Pour autant, peut-on dire que son action est efficace ? Il faut, ici, distinguer deux niveaux de réponse.

L’ONU a des compétences générales, mais a-t-elle vocation à couvrir tous les aspects de la question du numérique ou à se spécialiser sur les questions de cybersécurité ? On observe un certain manque d’efficacité au vu des échecs du GGE de 2017 et de l’existence parallèle du GGE et de l’OEWG, dont les travaux portent quasiment sur le même objet, avec des approches certes différentes. Cela pose aussi la question du type d’action qui doit être mené : assistance technique, action opérationnelle, travail purement juridique et normatif ; application et adaptation du droit international existant ou élaboration de nouvelles normes ?
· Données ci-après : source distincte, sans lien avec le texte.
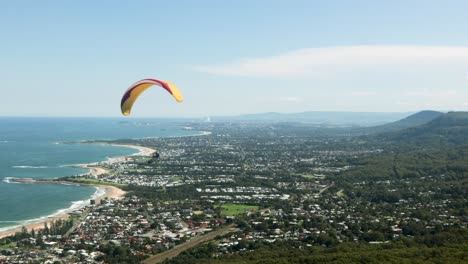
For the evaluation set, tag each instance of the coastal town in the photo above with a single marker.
(250, 185)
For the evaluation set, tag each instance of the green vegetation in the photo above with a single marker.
(235, 209)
Dans un cadre plus large, d’autres organisations internationales s’emparent de la question, à l’instar de l’Organisation de coopération et de développement économiques (OCDE), de l’Union européenne (UE), de l’Organisation pour la sécurité et la coopération en Europe (OSCE), de l’Organisation du traité de l’Atlantique nord (OTAN), ou bien encore de l’Organisation de coopération de Shanghai (OCS). Cela sans compter sur un réseau d’institutions non-étatiques et un certain nombre d’initiatives mixtes, comme l’Appel de Paris de 2018 pour la confiance dans le cyberespace.
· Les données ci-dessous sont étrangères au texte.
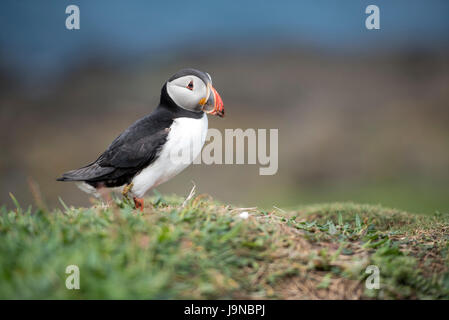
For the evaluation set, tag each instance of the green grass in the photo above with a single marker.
(205, 250)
Quelle place occupe l’ONU dans la gouvernance de l’Internet et suffit-elle pour régler cette très large problématique ?

Première Table Ronde – Le rôle institutionnel de l’ONU dans la gouvernance de l’Internet avec Salwa TOKO, Lucien CASTEX, Patrick JACOB sous la présidence de Frédérick DOUZET

Propos introductifs: Frédérick DOUZET, professeur de géopolitique à l’Université Paris 8, directrice de l’IFG Lab et du centre de Géopolitique de la Datasphère (GEODE), Présidente de la table ronde.
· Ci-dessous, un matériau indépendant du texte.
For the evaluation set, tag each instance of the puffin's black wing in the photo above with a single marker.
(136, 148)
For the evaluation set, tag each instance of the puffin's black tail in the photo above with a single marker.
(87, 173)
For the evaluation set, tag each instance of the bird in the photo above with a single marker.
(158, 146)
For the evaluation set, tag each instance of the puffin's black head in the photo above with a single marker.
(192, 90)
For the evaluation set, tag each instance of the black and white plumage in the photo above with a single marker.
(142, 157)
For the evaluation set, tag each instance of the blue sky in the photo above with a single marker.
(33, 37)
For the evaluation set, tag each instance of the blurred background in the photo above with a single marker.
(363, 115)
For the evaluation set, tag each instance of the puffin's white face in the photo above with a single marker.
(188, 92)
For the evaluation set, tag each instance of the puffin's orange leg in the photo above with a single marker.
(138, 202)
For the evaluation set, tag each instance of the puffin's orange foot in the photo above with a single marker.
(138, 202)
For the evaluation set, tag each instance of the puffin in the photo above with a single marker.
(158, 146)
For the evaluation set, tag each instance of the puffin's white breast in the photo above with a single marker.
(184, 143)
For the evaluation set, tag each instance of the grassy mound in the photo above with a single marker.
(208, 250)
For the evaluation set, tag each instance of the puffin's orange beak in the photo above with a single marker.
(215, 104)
La gouvernance de l’Internet est définie communément comme l’élaboration et l’application par les États, le secteur privé et la société civile, dans le cadre de leurs rôles respectifs, de principes, normes, règles, procédures, prises de décision et programmes communs propres à modeler l’évolution et l’usage de l’Internet. Cette définition laisse une large place à l’interprétation. On peut distinguer la gouvernance de l’Internet (architecture du réseau, infrastructure… ) de la gouvernance sur l’Internet (contrôle des contenus, de l’information…) La question de la gouvernance de l’Internet était d’abord peu politisée, notamment en raison de la suprématie des États-Unis sur tout le cyberespace et parce qu’elle était perçue comme une question très technique sans dimension politique très forte – à l’exception de certains États, souvent autoritaires, avec un réel besoin de contrôle.

Les vraies discussions à l’ONU commencent dans les années 2010 avec la prolifération de cyberattaques et la prise en compte du cyberespace comme un enjeu stratégique. Dès lors, on assiste à une volonté de territorialisation du cyberespace qu’il faut contrôler et maîtriser. Ce phénomène est accéléré par les révélations Snowden qui préoccupent les États, les poussant à remettre en question la suprématie américaine dans le cyberespace. Très vite, les questions de sécurité nationale se mêlent aux questions de gouvernance et l’on voit émerger une profusion d’instances privées qui s’articulent indépendamment, mais aussi autour des Nations Unies. Quelle place pour l’ONU dans ce panorama ?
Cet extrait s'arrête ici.